Cometió su primer crimen en enero de 1974 y empezó a lo grande, con un cuádruple asesinato, el de una familia entera, a la que estudió durante meses antes de actuar. Para sí mismo, la llamó su “proyecto”.

Los cuatro miembros de la familia Otero estaban desayunando cuando Rader llamó a la puerta. Abrió Joseph, el padre, y se encontró con un hombre que le apuntaba con un revólver. Tal vez creyendo que se trataba de un robo común y corriente, Joseph retrocedió sin intentar nada.
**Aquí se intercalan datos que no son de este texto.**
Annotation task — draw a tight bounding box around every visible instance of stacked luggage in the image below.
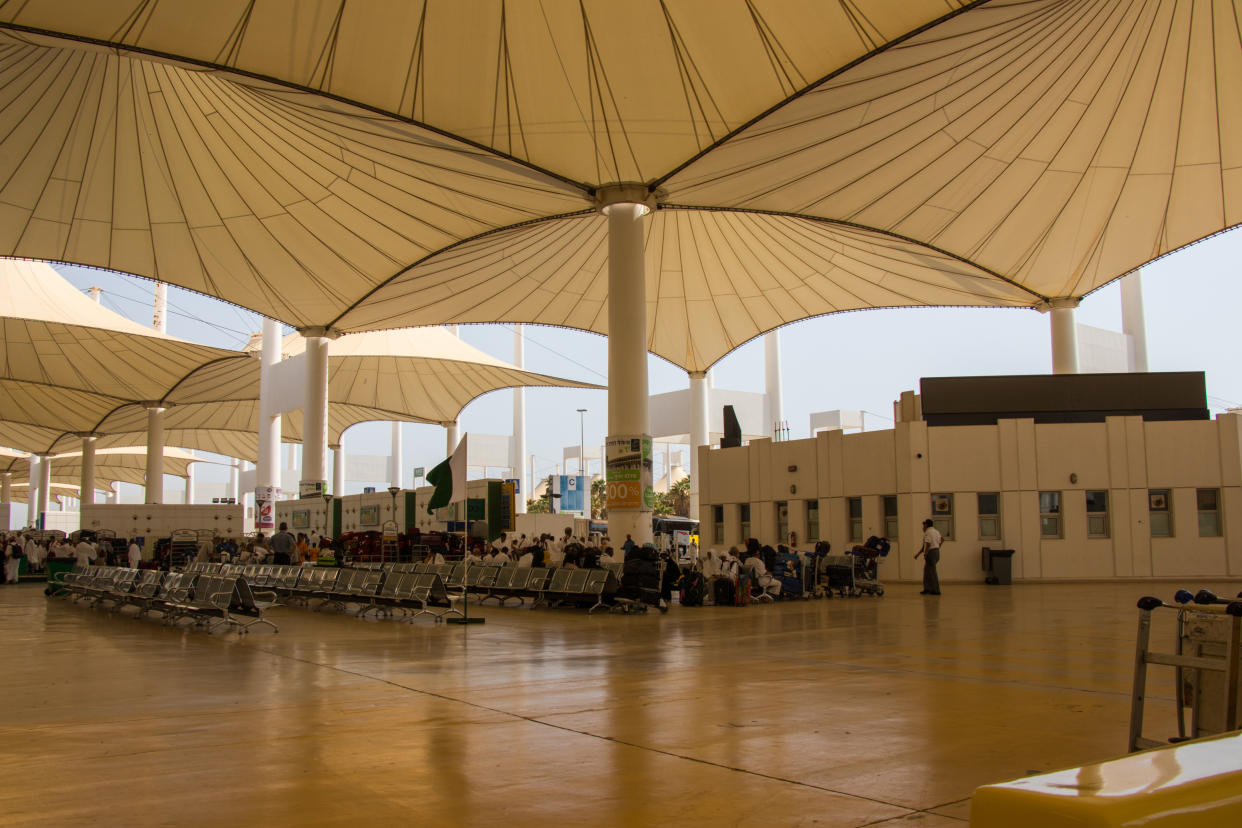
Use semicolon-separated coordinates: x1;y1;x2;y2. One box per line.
616;546;668;611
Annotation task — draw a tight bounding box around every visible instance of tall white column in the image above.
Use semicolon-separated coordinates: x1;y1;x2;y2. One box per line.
329;444;345;498
389;421;404;489
600;185;652;549
255;319;282;530
691;371;708;520
299;328;328;497
237;461;258;518
147;405;164;503
440;420;462;457
152;282;168;334
1048;298;1079;374
35;454;52;529
78;434;94;506
764;330;785;439
185;452;195;506
1122;271;1150;374
513;325;530;515
26;454;42;526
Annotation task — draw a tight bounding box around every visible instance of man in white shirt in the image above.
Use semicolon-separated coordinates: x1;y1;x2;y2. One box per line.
914;518;944;595
73;540;96;566
745;555;780;597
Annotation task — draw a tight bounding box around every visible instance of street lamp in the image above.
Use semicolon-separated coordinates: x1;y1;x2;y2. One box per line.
578;408;586;477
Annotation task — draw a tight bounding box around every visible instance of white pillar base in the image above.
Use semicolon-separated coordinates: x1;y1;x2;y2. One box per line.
597;191;653;554
145;406;164;503
689;371;708;520
1048;298;1079;374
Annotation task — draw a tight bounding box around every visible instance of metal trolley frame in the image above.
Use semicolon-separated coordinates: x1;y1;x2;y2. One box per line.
1128;597;1242;752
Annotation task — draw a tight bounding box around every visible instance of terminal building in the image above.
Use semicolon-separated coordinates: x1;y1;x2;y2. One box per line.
699;374;1242;581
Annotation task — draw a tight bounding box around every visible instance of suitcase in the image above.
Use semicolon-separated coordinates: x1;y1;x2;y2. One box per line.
681;572;707;607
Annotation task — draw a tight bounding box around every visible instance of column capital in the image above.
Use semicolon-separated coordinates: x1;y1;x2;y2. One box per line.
294;325;344;339
1035;297;1083;313
595;181;658;214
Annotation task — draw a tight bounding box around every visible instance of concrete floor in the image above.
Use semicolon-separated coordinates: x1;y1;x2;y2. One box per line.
0;583;1222;827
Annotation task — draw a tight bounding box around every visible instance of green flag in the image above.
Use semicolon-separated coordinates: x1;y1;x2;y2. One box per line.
427;434;469;514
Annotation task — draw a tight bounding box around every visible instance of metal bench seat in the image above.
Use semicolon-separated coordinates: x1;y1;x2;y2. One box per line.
229;577;281;633
166;575;276;633
120;570;166;612
317;570;384;610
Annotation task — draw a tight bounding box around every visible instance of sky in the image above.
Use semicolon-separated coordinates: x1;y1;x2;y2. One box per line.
12;222;1242;518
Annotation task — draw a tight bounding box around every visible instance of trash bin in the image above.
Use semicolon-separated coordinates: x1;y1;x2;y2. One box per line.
984;546;1013;586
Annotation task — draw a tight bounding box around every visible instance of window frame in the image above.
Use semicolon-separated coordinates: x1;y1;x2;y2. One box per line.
1083;489;1113;540
1148;489;1176;538
881;494;902;540
975;492;1001;540
929;492;954;540
1195;487;1223;538
1036;490;1066;540
846;498;862;544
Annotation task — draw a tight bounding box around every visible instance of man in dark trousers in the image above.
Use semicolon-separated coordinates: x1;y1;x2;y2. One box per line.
914;518;944;595
268;521;296;566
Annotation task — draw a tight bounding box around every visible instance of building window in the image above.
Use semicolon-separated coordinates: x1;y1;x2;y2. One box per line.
1148;489;1172;538
932;493;953;540
1195;489;1221;538
1087;492;1108;538
884;494;897;540
1040;492;1061;538
846;498;862;544
976;492;1001;540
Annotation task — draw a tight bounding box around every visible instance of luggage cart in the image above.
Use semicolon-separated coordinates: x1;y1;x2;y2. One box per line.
1128;596;1242;754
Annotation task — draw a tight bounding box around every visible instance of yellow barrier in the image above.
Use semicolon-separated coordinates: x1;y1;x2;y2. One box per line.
970;732;1242;828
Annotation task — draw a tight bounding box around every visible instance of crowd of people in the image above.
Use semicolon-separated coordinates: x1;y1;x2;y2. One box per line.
4;531;143;583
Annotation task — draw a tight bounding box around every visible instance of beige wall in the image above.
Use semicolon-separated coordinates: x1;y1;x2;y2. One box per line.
699;415;1242;581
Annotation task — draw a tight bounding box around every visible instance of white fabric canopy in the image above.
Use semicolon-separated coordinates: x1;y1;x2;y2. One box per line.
0;0;1242;370
5;482;78;503
0;259;599;459
0;446;198;489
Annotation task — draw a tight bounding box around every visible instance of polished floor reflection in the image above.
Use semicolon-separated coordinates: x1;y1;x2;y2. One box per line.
0;583;1207;826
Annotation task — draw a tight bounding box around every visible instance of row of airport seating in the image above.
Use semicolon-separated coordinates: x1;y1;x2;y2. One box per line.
48;565;279;633
188;562;620;617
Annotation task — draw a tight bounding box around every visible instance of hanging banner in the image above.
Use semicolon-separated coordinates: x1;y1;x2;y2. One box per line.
604;434;656;511
298;480;328;500
556;474;590;513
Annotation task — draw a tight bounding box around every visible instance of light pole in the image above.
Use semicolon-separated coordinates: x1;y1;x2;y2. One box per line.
578;408;586;477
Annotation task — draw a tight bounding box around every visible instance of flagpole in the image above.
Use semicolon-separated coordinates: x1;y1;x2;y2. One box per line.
445;434;487;624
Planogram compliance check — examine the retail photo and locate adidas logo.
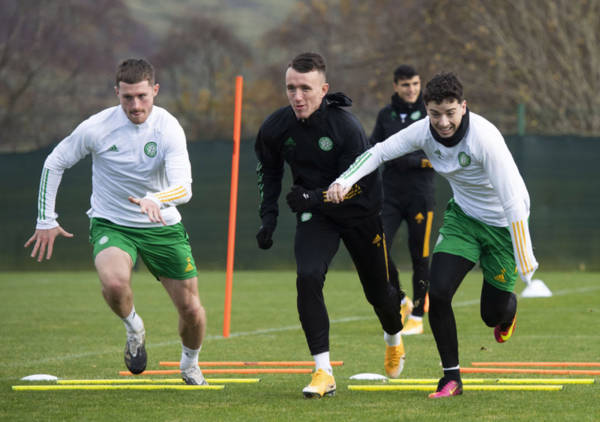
[371,234,381,246]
Rader obligó al padre a atar a su mujer, Julie, y a sus dos hijos Joseph II, de nueve años, y Josephine, de 11. Luego él mismo ató a Joseph y ahí empezó el infierno.

Primero torturó a los padres simulando que iba a violar a los dos chicos. Eso duró un rato. Cuando se cansó del criminal juego, le puso una bolsa de plástico en la cabeza a Joseph y la ató al cuello para que se asfixiara. Mientras el padre boqueaba, Rader maltrató a la madre. Una vez satisfecho, la asfixió estrangulándola con sus propias manos.

Después estranguló a Josephine con una soga que aflojó cuando la creyó muerta y finalmente asfixió al hijo más chico de la misma manera que al padre, con una bolsa de plástico en la cabeza.

Se estaba por ir cuando se dio cuenta de que Josephine todavía respiraba. Entonces la desató y la llevó al sótano de la casa, donde la terminó de estrangular.

 

Dos hermanos y una pausa

Ese 4 de abril de 1974, alrededor de la 1 de la tarde, Kathryn Bright, de 21 años, y su hermano Kevin, de 20, entraron al departamento de Kathryn y fueron sorprendidos por un hombre armado que obligó a Kevin a atar a su hermana para luego llevarlo a él a otro cuarto.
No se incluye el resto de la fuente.